Este “bem-intencionado” (dos quais, segundo dizem, o inferno está cheio) mal imagina que alimenta uma atitude burguesa, individualista. É o idealista que se contenta em “fazer a sua parte” e o ecologista que constrói a sua “ecovila” feliz, ignorando o quanto a sua “micropolítica” ainda é elitista em suas atitudes isoladas de alcance menor, sem alcançar efeito maior no todo. Quase podemos comparar esta postura à ação de uma droga que aliena e ilude.
Para sair disto, ele dele enfrentar as suas atitudes de sectarismo, fanatismo, individualismo, elitismo e preconceito pessoal, e ao fazê-lo inevitavelmente alcançará sínteses e retomará uma esfera de tradição.
O sucesso dependerá de alcançar tecer uma hipérbole, abranger novos cursos, misturar os tempos; terá que fazer novas concessões, sínteses serão apresentadas, e ele se deparará com os seus próprios preconceitos...
Descobrirá por fim, consternado, que por mais que tenha caminhado e esteja avançado diante dos outros homens, ante de Deus ele ainda é um aprendiz. O desafio do discípulo, está em enfrentar o próprio ego e reconhecer que as suas visões ainda são limitadas.

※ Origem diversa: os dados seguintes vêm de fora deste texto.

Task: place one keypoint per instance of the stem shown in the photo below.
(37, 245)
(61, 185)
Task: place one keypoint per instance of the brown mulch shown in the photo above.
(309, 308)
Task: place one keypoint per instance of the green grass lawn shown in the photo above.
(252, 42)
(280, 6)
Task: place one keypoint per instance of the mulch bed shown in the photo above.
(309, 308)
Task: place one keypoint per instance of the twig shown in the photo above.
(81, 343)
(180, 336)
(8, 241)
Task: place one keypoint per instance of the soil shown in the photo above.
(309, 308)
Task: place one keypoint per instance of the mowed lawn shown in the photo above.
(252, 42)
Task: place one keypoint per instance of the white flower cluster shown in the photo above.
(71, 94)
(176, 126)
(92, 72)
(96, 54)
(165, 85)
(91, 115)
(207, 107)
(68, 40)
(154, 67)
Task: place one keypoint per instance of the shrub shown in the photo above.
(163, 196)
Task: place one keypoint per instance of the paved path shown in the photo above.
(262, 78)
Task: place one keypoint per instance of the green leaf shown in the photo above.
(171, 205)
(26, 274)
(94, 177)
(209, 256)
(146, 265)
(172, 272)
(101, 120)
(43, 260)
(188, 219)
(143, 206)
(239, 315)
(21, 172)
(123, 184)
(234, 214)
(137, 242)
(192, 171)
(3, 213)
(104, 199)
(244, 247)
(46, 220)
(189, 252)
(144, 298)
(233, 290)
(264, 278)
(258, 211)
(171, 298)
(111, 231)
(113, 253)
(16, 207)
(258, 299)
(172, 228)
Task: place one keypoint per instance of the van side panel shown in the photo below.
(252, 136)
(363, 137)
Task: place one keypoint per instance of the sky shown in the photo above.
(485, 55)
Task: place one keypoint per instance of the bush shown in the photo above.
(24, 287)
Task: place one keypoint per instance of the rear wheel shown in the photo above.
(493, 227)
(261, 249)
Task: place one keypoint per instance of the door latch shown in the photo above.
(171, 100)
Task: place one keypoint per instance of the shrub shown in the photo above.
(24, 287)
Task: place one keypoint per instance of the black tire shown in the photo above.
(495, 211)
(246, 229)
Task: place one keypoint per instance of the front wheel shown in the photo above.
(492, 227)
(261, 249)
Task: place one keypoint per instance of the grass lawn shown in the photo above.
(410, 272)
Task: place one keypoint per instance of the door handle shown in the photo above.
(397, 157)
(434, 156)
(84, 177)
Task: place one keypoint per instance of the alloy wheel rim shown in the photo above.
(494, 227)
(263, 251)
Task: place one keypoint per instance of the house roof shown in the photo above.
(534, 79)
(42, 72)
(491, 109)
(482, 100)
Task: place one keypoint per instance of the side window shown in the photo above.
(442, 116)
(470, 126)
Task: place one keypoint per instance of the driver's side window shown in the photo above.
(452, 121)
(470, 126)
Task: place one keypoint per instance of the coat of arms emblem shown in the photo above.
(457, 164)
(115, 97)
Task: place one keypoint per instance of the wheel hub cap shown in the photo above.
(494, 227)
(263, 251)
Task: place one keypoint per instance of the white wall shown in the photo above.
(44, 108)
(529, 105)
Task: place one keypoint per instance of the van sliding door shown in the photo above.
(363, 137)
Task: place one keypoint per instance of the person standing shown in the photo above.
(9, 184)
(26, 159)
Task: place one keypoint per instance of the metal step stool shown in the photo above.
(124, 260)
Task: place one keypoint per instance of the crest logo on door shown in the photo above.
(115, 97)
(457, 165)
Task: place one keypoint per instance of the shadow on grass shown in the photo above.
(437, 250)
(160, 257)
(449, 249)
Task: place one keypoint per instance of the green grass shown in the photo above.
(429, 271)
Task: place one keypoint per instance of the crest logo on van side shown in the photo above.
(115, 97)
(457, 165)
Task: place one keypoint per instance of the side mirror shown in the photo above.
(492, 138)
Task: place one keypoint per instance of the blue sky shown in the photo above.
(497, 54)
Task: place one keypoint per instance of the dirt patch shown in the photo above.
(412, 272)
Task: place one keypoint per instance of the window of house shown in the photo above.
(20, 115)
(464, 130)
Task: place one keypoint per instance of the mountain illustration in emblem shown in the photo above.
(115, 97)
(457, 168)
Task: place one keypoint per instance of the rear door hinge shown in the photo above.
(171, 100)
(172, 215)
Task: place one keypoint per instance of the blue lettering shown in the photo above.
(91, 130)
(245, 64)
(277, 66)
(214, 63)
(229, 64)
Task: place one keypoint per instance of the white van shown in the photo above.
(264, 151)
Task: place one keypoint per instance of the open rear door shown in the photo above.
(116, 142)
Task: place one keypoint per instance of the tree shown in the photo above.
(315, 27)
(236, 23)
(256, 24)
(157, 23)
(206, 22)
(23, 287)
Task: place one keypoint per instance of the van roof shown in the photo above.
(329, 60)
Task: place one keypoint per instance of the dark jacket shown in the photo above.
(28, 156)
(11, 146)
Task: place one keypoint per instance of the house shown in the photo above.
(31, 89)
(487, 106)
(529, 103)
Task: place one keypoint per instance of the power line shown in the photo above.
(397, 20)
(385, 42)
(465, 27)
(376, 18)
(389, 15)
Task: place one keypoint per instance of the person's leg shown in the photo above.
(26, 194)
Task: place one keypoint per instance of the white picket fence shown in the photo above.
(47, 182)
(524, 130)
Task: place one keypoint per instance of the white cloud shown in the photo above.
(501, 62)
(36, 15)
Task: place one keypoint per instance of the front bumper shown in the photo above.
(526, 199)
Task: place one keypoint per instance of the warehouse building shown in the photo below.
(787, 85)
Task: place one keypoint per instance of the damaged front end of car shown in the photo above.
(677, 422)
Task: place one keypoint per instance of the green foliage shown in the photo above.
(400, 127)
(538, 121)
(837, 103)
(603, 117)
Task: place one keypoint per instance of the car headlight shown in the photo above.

Então, dependerá apenas do seu próprio coração, estacionar ou seguir evoluindo. Isto pode incluir conhecer novas técnicas espirituais, que não se acham nas informações “de varejo” e podem demandar pesquisa profunda e até integrar uma cadeia iniciática, fazer esforços e encarar desafios de criatividade.
É enfim, abrir mão da sua pequena utopia pessoal, e seguir um Plano no qual ele alcançará realizações maiores que lhe permitirão ter um papel realmente importante no concerto geral das coisas, como um verdadeiro iniciado, um Guerreiro de Deus.